But how does Fasten make money? I guess they want to attract drivers and riders first and use seed money to cover operational expenses. The fact that Uber makes all that money allows others like Fasten to potentially make a percentage of that, while gaining continuously gaining shares of the market. Lyft may copy Fasten business model or part of it, if they were smart. Lyft is trying to beat Uber at their own game. Get the money later by building your driver/rider base first. Who knows... Of course, Uber could change their business model to compensate which may benefit the drivers...

Effective competition is going to make things fair, not the law or ineffective competition.


----------



## toolian (Jan 15, 2015)

KeJorn said:


> Wow... NOT what I expected from you.
> I can honestly say I am disappointed.
> Chi1cabby spoke well of you and I had looked forward to hearing your input.
> 
> ...


I patently disagree with the strike, and every other demand upon uber as a free legal company who can do whatever they want with their platform, but this was very well said. This entire thing is fascinating from a sociological business perspective.


----------



## toolian (Jan 15, 2015)

KeJorn said:


> That is one front of several...
> We still need to educate the public.. keep in mind, for many, Uber is a Godsend in their eyes.. they can do no wrong.
> Some will not give it up.


Riders want rides. If there are no uber cars in the road they'll switch to lyft. The number one question I am asked lately is "what is the difference between uber and lyft?"

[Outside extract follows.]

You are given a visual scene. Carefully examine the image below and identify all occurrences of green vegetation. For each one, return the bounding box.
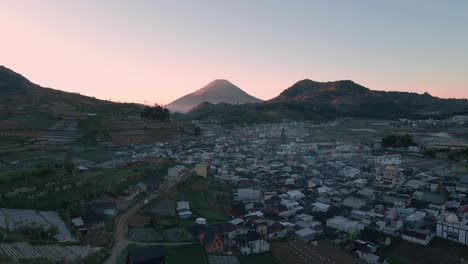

From a riders perspective, there is none.


----------



## KeJorn (Oct 3, 2014)

toolian said:


> Riders want rides. If there are no uber cars in the road they'll switch to lyft. The number one question I am asked lately is "what is the difference between uber and lyft?"
> From a riders perspective, there is none.


Nice theory, but we are quite a ways from being that coordinated.
Uber drivers will still log on.

MANY riders do not even know who Lyft is. 
Seriously, there are a large number who simply have no idea that Lyft even exists.
Lyft has not done a great job of marketing. We can help with that, but we should do that from as many angles as possible.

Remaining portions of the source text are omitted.